Kreuzallergie-Beschwerden lindern durch Ernährungsberatung und weniger Rohkost

Die zuverlässigste Methode, die Kreuzreaktion auf Nahrungsmittel zu umgehen ist, die kritischen Nahrungsmittel nicht zu essen. Der komplette Verzicht ist aber nicht immer nötig. Im Rahmen einer individuellen Ernährungsberatung können individuelle Auslöser gemeinsam mit einem Ernährungsexperten herausgearbeitet werden. Dann weiß der Allergiker, welche Nahrungsmittel er gut verträgt und wann er aufpassen muss. Oftmals hilft es bereits, wenn Nahrungsmittel gekocht werden, da viele Allergene nicht hitzebeständig sind. Manche Betroffenen müssen das Nahrungsmittel lediglich in der Pollenzeit meiden.

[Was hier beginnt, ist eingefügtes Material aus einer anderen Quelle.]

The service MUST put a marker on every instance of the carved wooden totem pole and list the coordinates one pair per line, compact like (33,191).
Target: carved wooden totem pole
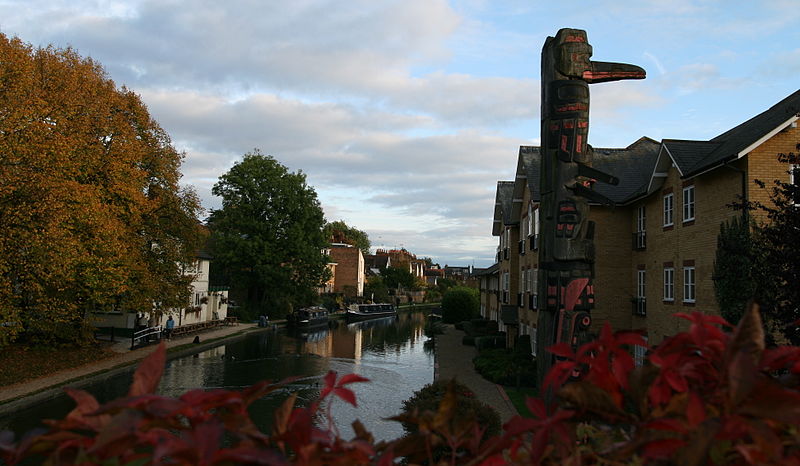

Wer bei der Birke niest, verträgt oft Nüsse nicht: Häufige Kreuzallergien im Überblick

Da Allergien und ihr Beschwerdebild sehr individuell sind, sind allgemeingültige Aussagen zu Kreuzallergien schwierig. Dennoch gibt es Kreuzallergien, die gehäuft auftreten. Die wichtigsten finden Sie in unserer Tabelle. Die Tabelle bietet lediglich einen Überblick und erhebt keinen Anspruch auf Vollständigkeit.

 

Allergie auf…

Häufig problematische Nahrungsmittel:

Baumpollen

Haselnuss, Apfel, Birne, Aprikose, Pfirsich, Kirsche, Zwetschge, Pflaume, Kiwi, Walnuss, Mandel, Sellerie, Karotte, Kartoffel, Tomate, Soja

Beifuß

Gewürze wie schwarzer Pfeffer, Kümmel und Fenchelsamen;

Kräuter wie Petersilie, Koriander, Pfefferminze und Kamille;

Tomate, Sellerie, Kiwi, Litschi, Mango, Weintraube, Avocado, Paprika, Sonnenblumenkerne

Ambrosia

Tomate, Gurke, Banane, Melone, Zucchini

Gräser und Getreidepollen

Tomate, Melone, Erdnuss, Sellerie, Mais, Hirse, Hülsenfrüchte, Mehle ( Dinkel, Hafer, Weizen, Roggen, Gerste)

Hausstaubmilben

Krebs, Garnele, Hummer, Krabbe, Schnecke, Schrimp

Latex

Kartoffel, Tomate, Sellerie, Avocado, Banane, Ananas, Kiwi, Feige, Kastanie, Buchweizenmehl, Mango, Papaya, Pfirsich

Tierhaare

Fleisch, Innereien, Kuhmilch

Vogelfedern

Geflügel, Innereien, Ei

Disclaimer: Dieser Text enthält nur allgemeine Hinweise und ist nicht zur Selbstdiagnose oder -behandlung geeignet. Er kann einen Arztbesuch nicht ersetzen. Alle individuellen Fragen, die Sie zu Ihrer Erkrankung oder Therapie haben, besprechen Sie mit Ihrem behandelnden Arzt.